The study's findings provide strong evidence for a central role of chronic inflammation and immune cell dysregulation in the pathogenesis of CAC-associated adipose wasting. The identification of specific immune cell populations (macrophages and CD8+ T cells) with pro-catabolic and pro-inflammatory activities opens up new avenues for therapeutic intervention. The depot-specific differences observed, particularly the higher immune infiltration in VAT, suggest that therapies may need to target specific adipose depots. Future research could investigate the precise mechanisms by which these immune cells contribute to adipose catabolism and explore the possibility of targeting these pathways to develop effective CAC treatments.

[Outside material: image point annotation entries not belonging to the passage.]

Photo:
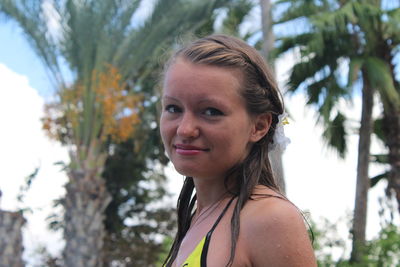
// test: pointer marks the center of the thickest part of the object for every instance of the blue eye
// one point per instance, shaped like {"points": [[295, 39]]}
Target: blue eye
{"points": [[172, 109], [213, 112]]}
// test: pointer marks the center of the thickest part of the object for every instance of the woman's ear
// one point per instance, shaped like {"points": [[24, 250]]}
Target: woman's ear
{"points": [[262, 123]]}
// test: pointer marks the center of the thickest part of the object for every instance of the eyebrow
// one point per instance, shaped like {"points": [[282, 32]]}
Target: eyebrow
{"points": [[201, 100]]}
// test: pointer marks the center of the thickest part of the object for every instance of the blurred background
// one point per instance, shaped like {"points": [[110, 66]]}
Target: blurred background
{"points": [[83, 177]]}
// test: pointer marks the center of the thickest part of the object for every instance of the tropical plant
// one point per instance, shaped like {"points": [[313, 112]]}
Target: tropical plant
{"points": [[363, 35], [266, 48], [98, 100]]}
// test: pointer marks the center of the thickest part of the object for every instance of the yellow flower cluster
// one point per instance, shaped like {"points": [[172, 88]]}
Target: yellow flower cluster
{"points": [[115, 111]]}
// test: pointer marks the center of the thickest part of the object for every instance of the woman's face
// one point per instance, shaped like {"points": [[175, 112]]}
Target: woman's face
{"points": [[205, 126]]}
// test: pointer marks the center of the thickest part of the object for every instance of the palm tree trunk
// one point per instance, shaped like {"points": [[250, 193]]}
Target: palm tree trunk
{"points": [[11, 239], [362, 186], [391, 128], [85, 203], [268, 44]]}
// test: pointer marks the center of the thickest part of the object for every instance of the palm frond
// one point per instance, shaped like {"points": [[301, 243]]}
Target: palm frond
{"points": [[379, 76]]}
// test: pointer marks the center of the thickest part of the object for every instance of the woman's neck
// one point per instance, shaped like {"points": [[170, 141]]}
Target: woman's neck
{"points": [[209, 191]]}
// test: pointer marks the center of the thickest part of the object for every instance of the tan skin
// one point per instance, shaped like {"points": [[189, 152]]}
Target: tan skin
{"points": [[206, 130]]}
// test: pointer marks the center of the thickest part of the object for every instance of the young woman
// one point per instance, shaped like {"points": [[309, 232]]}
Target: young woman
{"points": [[221, 107]]}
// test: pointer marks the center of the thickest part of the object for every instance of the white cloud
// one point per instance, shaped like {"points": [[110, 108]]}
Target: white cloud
{"points": [[24, 147]]}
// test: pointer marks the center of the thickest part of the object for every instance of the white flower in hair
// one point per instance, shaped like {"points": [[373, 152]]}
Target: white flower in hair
{"points": [[280, 141]]}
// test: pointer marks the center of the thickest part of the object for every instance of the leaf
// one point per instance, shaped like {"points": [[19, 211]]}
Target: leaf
{"points": [[380, 77], [374, 180], [335, 134]]}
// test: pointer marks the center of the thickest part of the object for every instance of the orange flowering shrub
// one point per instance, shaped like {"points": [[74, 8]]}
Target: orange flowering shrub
{"points": [[104, 107]]}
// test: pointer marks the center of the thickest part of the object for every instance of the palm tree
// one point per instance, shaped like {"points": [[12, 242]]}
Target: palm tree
{"points": [[103, 53], [267, 46], [364, 35]]}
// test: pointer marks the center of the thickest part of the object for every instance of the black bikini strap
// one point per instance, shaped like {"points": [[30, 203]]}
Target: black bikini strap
{"points": [[204, 252]]}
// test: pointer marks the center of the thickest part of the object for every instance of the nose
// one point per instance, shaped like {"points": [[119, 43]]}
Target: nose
{"points": [[187, 127]]}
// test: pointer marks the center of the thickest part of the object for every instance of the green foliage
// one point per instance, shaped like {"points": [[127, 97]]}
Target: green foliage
{"points": [[359, 35], [331, 250]]}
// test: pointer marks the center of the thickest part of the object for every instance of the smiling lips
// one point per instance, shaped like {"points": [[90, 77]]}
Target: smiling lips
{"points": [[188, 150]]}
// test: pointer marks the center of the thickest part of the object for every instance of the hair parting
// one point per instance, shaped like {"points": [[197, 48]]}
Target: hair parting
{"points": [[262, 96]]}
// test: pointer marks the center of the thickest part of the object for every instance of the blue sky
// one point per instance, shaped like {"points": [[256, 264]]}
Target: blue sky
{"points": [[18, 56]]}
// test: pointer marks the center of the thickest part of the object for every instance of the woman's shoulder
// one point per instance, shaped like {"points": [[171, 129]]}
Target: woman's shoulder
{"points": [[273, 231]]}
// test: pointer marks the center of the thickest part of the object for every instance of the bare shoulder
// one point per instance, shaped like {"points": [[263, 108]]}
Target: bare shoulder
{"points": [[273, 232]]}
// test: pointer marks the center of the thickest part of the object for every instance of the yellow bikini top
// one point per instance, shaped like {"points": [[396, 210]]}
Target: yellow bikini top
{"points": [[198, 257]]}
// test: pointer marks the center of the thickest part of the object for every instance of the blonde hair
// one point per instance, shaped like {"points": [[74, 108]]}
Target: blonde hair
{"points": [[262, 95]]}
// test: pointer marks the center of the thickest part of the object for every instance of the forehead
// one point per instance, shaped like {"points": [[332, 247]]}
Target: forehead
{"points": [[191, 78]]}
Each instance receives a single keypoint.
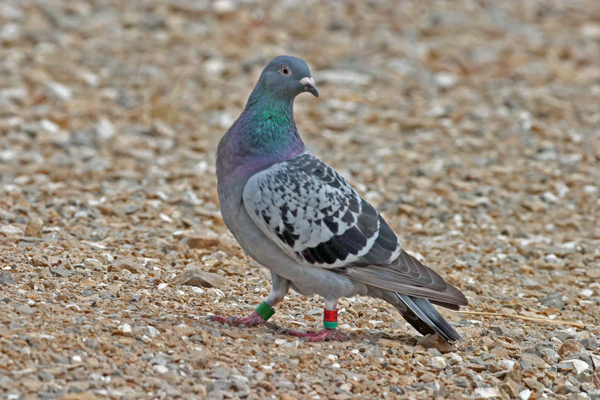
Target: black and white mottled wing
(316, 217)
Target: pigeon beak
(309, 85)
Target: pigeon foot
(325, 334)
(252, 320)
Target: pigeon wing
(317, 218)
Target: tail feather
(421, 314)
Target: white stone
(454, 358)
(104, 129)
(214, 67)
(596, 361)
(525, 394)
(506, 364)
(578, 365)
(59, 91)
(488, 393)
(549, 197)
(437, 362)
(446, 80)
(10, 32)
(590, 189)
(160, 369)
(343, 77)
(91, 79)
(49, 126)
(10, 230)
(152, 331)
(587, 292)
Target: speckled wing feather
(317, 218)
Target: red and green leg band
(330, 319)
(265, 310)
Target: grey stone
(220, 373)
(286, 385)
(553, 300)
(220, 384)
(24, 309)
(64, 273)
(92, 344)
(6, 279)
(590, 343)
(160, 359)
(461, 381)
(594, 394)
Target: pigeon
(302, 220)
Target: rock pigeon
(298, 217)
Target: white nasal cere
(308, 81)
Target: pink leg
(325, 334)
(251, 320)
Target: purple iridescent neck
(263, 135)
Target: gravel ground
(473, 126)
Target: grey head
(286, 77)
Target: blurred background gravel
(473, 126)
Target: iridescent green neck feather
(263, 135)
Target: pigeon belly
(306, 280)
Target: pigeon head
(286, 77)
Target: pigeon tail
(421, 314)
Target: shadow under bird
(298, 217)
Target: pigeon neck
(272, 130)
(262, 136)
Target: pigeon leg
(265, 310)
(322, 336)
(329, 323)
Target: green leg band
(265, 310)
(330, 325)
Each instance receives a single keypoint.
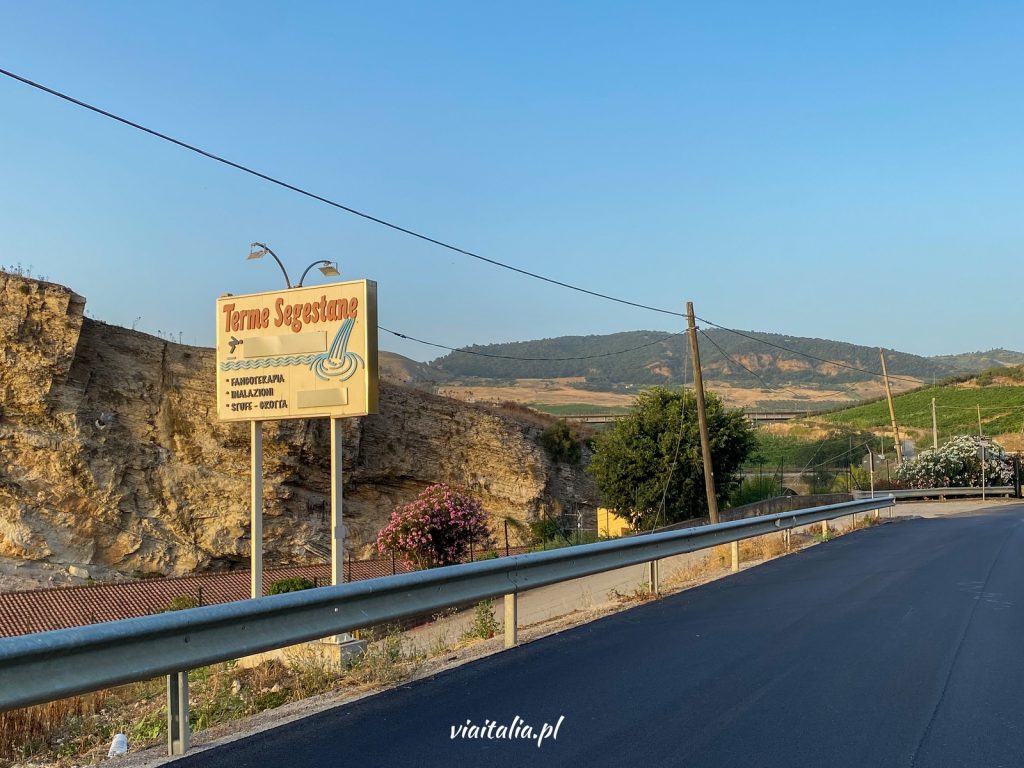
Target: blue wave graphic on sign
(336, 363)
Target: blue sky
(841, 170)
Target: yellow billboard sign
(300, 353)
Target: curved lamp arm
(322, 261)
(283, 270)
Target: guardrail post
(178, 730)
(653, 578)
(511, 621)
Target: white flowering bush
(437, 528)
(955, 464)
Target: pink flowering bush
(436, 528)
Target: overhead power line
(530, 359)
(328, 201)
(407, 230)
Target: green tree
(632, 461)
(561, 442)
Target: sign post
(256, 507)
(337, 526)
(299, 353)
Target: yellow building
(609, 524)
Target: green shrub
(484, 625)
(545, 529)
(753, 489)
(295, 584)
(182, 602)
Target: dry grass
(79, 730)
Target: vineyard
(956, 411)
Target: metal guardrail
(48, 666)
(938, 493)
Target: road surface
(900, 645)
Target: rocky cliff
(111, 454)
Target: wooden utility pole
(892, 410)
(701, 417)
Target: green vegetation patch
(956, 411)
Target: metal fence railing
(944, 493)
(48, 666)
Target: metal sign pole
(337, 526)
(256, 507)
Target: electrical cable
(328, 201)
(403, 229)
(531, 359)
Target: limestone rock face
(111, 454)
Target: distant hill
(978, 361)
(402, 370)
(655, 357)
(997, 393)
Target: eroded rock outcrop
(111, 454)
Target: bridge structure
(755, 417)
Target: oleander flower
(438, 527)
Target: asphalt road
(900, 645)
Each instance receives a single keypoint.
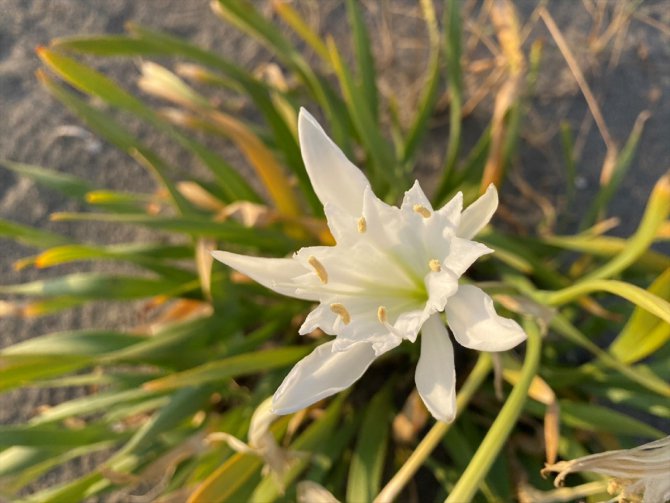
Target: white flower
(640, 474)
(390, 275)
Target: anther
(362, 225)
(342, 312)
(382, 315)
(421, 210)
(318, 268)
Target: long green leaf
(367, 462)
(29, 235)
(81, 343)
(67, 184)
(22, 370)
(364, 60)
(195, 226)
(93, 286)
(222, 370)
(53, 436)
(644, 333)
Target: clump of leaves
(216, 345)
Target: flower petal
(320, 374)
(435, 373)
(462, 254)
(475, 323)
(413, 197)
(334, 178)
(278, 274)
(478, 214)
(440, 286)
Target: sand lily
(390, 276)
(640, 474)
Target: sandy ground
(625, 81)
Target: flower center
(342, 312)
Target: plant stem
(467, 485)
(433, 437)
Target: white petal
(475, 323)
(463, 253)
(451, 211)
(415, 196)
(342, 225)
(278, 274)
(320, 374)
(478, 214)
(435, 372)
(440, 286)
(334, 178)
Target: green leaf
(596, 418)
(367, 462)
(109, 129)
(364, 61)
(452, 50)
(94, 286)
(232, 366)
(642, 298)
(385, 167)
(646, 379)
(622, 163)
(655, 214)
(315, 440)
(80, 343)
(67, 184)
(104, 402)
(227, 479)
(644, 333)
(227, 231)
(426, 107)
(53, 436)
(22, 370)
(30, 236)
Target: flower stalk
(467, 485)
(436, 433)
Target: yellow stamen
(362, 225)
(421, 210)
(342, 312)
(382, 315)
(318, 269)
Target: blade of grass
(30, 236)
(93, 286)
(452, 50)
(621, 164)
(367, 462)
(428, 98)
(364, 60)
(67, 184)
(266, 239)
(644, 333)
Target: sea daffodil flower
(391, 274)
(640, 474)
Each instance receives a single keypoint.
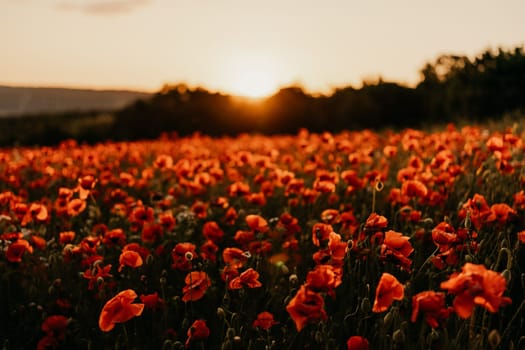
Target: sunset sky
(242, 47)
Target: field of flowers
(391, 240)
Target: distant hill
(18, 101)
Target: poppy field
(356, 240)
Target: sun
(254, 78)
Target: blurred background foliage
(451, 89)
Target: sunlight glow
(255, 78)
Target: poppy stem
(471, 333)
(125, 331)
(518, 311)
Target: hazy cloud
(102, 7)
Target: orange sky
(242, 47)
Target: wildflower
(321, 233)
(476, 285)
(398, 246)
(234, 257)
(375, 222)
(94, 277)
(323, 278)
(119, 309)
(151, 232)
(414, 188)
(178, 255)
(212, 231)
(521, 237)
(66, 237)
(357, 342)
(198, 331)
(306, 307)
(257, 223)
(330, 216)
(75, 207)
(249, 278)
(114, 237)
(129, 258)
(500, 213)
(388, 290)
(209, 251)
(432, 305)
(17, 249)
(196, 284)
(35, 213)
(444, 236)
(85, 185)
(264, 321)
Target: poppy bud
(398, 337)
(230, 333)
(293, 279)
(432, 337)
(388, 319)
(507, 275)
(149, 259)
(168, 344)
(494, 339)
(365, 305)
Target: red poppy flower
(257, 223)
(306, 307)
(375, 222)
(234, 257)
(476, 285)
(35, 213)
(85, 185)
(182, 255)
(397, 246)
(75, 207)
(357, 342)
(521, 237)
(414, 188)
(500, 213)
(17, 249)
(198, 331)
(119, 309)
(388, 290)
(321, 233)
(196, 284)
(209, 251)
(114, 237)
(230, 216)
(99, 275)
(129, 258)
(444, 236)
(151, 232)
(249, 279)
(264, 321)
(323, 279)
(431, 305)
(212, 231)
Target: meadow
(354, 240)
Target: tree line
(451, 88)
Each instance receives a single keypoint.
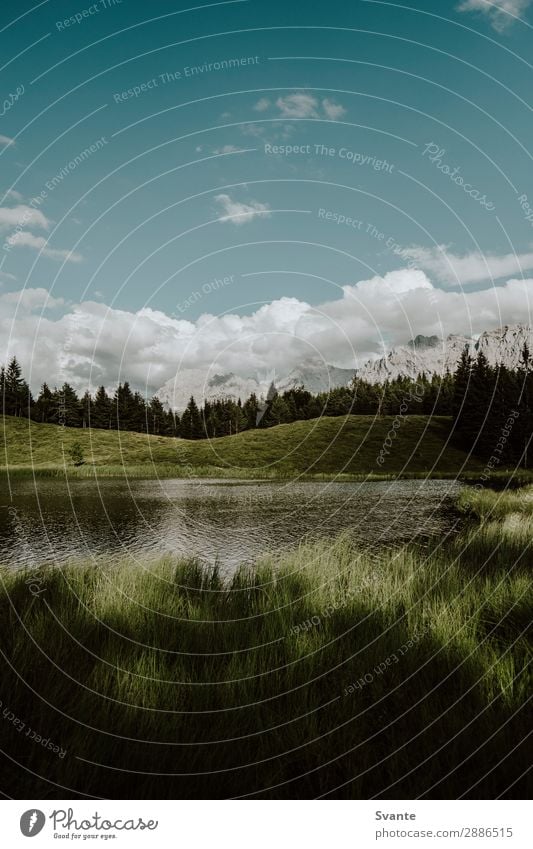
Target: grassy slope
(253, 688)
(347, 444)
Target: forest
(480, 398)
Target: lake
(214, 520)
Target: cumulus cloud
(454, 270)
(501, 13)
(91, 343)
(239, 212)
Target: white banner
(267, 824)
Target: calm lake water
(216, 521)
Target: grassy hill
(346, 445)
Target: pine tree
(44, 406)
(101, 409)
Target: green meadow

This study provides novel insights into the cellular mechanisms underlying adipose wasting in CAC using single-cell transcriptomics. The identification of specific immune cells, particularly activated CD8+ T cells and macrophages, as key drivers of adipose catabolism highlights potential therapeutic targets for treating CAC. Further research could focus on characterizing the precise molecular mechanisms involved and exploring the translational potential of these findings for developing novel treatment strategies.

The study is limited by its relatively small sample size (eight patients). Further research with larger cohorts is needed to validate these findings. The study primarily focused on gastric cancer patients; therefore, the generalizability of these findings to other cancer types needs to be established. The functional roles of specific immune cells were investigated using in vitro and in vivo models; however, further mechanistic studies are warranted.